The textile industry in Lancashire and throughout the North West of England, has a colourful, promising story with an ending far from happily ever after. It is a story which starts in the 1700's, a period of great exploration, discovery and an English gentry besotted with the 'East' and the 'exotic'. Before this of course, wool and cotton were woven into useable cloth by families in their homes by skilled hand-spinners and handloom weavers, as it provided a useful second income. Wares would be woven as time allowed and sold to the passing trade of chapmen, who would walk their packhorses through the villages and then sell the cloth on markets in nearby towns. There was no industry ruling the lives of people in rural areas, just families getting on with such ‘cottage crafts’. The East India Company was formed, with royal blessing of Her Majesty, Queen Elizabeth I, on 31st December 1600 and was set up to control the trade with India and China. By the 1700’s, this industry was vast and expanding across Europe, with the Dutch East India Company being the largest of its kind. Not only did these companies import new and exciting goods, such as tea, spices and even the humble potato, export was also big business. In the year 1701 around 2 million pounds of raw cotton was imported from America and the West Indies, much of which was spun into cotton and sold on to India.

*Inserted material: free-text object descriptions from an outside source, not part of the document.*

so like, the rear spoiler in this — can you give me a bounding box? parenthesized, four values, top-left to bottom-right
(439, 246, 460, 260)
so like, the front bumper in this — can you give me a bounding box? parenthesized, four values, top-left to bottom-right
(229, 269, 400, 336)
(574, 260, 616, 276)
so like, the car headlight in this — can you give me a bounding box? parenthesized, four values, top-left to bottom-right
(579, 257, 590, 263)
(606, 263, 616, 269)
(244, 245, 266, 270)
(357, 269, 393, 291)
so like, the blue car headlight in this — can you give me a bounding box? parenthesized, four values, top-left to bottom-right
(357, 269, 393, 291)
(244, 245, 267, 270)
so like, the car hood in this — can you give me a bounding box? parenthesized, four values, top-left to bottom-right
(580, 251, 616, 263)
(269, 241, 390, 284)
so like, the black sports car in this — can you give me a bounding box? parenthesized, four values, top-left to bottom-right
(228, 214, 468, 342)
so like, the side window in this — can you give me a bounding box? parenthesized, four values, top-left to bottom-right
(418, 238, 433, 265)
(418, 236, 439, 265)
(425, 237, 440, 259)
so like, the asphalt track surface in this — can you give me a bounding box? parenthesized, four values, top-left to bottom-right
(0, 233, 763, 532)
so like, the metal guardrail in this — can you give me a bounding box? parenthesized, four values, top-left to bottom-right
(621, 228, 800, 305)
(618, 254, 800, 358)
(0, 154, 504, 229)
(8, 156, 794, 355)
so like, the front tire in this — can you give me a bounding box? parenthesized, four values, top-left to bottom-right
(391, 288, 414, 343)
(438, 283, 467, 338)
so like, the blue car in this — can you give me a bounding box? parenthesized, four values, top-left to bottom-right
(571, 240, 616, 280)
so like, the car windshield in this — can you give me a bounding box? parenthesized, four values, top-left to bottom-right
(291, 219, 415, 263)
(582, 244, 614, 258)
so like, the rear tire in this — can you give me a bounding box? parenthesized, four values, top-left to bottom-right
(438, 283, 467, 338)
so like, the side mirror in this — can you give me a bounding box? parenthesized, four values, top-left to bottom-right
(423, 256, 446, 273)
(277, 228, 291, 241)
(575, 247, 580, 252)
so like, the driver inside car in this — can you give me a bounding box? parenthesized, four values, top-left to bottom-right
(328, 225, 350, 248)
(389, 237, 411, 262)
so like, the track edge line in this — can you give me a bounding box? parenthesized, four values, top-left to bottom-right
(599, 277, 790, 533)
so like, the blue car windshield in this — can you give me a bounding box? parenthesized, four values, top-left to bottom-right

As the demand for cotton and wool fabric began to swell, not only in the UK, but throughout the rest of the world, the cottages could no longer cope. By the late 18th Century, vast changes were sweeping through the UK, taking the Lancashire cotton spinners with them. The Industrial Revolution had arrived; violently knocking cottage crafts, the homemade and even the villages out of its way. In order to survive, families must follow and go from skilled crafts people to mere cogs in well oiled machines. Such a fate awaited the families of Helmshore when, in 1789 Higher Mill was created by the Turner Family, wealthy textile merchants from the Blackburn area. This mill was primarily concerned with the production of wool.

All members of the family would be roped in to the production of this wool. Firstly, the raw wool fibres are carded to stretch them out in order to spin them into yarn. This was often a job for children who would be provided with carding brushes to pull the fibres apart. The carding brushes used, which Helmshore Mill still had original examples of, were made from tough, spikey teasels that were shipped in from the continent as the hotter temperatures made the European examples hardier than ours. Once the yarns had been spun and a woollen cloth hand-woven, the wool making process got really gruesome. Whilst children as young as six could be made to card the raw fibres, children even younger were necessary for the next part of the woollen cloth making. Being such a starchy fibre, the wool was required to be doused in ammonia before it had a marketable texture. Human urine was used as it was cheap and ammonia rich. The mills would provide local people with ‘piss pots’ which they would be paid one penny for once it had been filled. The phrase ‘not a pot to piss in’ literally means someone is so poor that they can’t even fill a piss-pot for a penny.
At Helmshore, the wool cloth would be washed in urine by large machines powered by the waterwheel. Seeing this in action was really exciting, but also showed off just how cold and loud conditions were for those working long days in the bowels of the mill.

Following this process the wool fabric was washed off and hung to dry on the Lancashire hillsides. As the finished cloth was sold by weight however, it wasn’t always completely dried out in order to make it heavier!
Not very much later, the cotton trade really took off in Lancashire and Whittaker Mill at Helmshore was added to the original Higher Mill. A most impressive demonstration of the cotton weaving process on an original working ‘mule’ machine, really showed off the vast scale of the cotton trade in Lancashire. In one demonstration run, about a meter of cotton fabric was woven, to think there were around 50 million of these machines in the UK at the peak of this industry really put the scale of the cotton trade into perspective.
What Helmshore Mill really excelled at though, was telling the story of the people who were behind these machines and what their daily lives were like. It is a fantastic place and I’m really looking forward to many happy working days there myself. Let’s hope there isn’t trouble at’mill!